From the looks of it, there was a great deal of interest in the device; many attendees even told personal stories of how they or their family members encountered unexpected allergens at restaurants or in prepared foods.
Nima’s creators have marketed it as a sensor, which might conjure up thoughts of simply pointing the device at a food to see if it contains gluten. In reality, testing food with Nima is more like a taking a pregnancy test than using a metal detector.
To test food, users must put a pea-sized amount of food inside a proprietary test capsule. The capsule uses antibody-based detection to determine whether food contains gluten, which activates a test strip on the outside of the capsule in about two or three minutes.
Nima reads the test strip, and a display on the outside of the unit will show a smile if there’s less than 20 ppm of gluten in the food—the FDA requirement for labeling something “gluten free”—or a sheaf of wheat if that food is unsafe for celiacs.
The proprietary capsules are not reusable and will cost about $5 each. A representative from Nima told us that the company expects the average user to test food between two and three times a week.

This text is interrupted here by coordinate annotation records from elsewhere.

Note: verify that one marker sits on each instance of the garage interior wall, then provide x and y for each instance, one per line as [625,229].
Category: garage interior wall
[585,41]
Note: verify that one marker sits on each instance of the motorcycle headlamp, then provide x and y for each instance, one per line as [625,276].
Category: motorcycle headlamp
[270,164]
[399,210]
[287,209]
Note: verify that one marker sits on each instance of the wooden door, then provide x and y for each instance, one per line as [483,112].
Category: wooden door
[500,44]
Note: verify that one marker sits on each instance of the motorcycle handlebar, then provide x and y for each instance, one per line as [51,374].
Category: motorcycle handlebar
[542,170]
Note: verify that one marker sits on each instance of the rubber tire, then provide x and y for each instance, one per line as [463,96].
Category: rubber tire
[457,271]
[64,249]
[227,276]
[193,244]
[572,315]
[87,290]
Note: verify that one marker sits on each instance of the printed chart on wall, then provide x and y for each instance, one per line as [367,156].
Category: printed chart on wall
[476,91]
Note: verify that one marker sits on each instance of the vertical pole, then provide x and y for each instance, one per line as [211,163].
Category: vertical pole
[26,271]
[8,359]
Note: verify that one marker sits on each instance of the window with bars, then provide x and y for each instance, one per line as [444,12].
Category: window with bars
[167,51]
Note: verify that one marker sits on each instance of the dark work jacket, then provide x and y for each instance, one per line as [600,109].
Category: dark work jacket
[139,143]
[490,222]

It’s a testament to Nima’s user-friendly design and marketing buzz that the product gets so much attention. Many other gluten tests—like EZ Gluten and GlutenTox—are already out there, although Nima’s scientists claim that its capsules do a better job detecting gluten.
There's also the big benefit of connectivity: An app lets users share test results, which can help crowdsource restaurants and grocery stores where it’s safe for celiacs to eat.
The first iteration of Nima goes on sale later this year for $279 including test capsules. It will only be able to detect gluten, but Nima says individual sensors for peanut and milk are coming next year.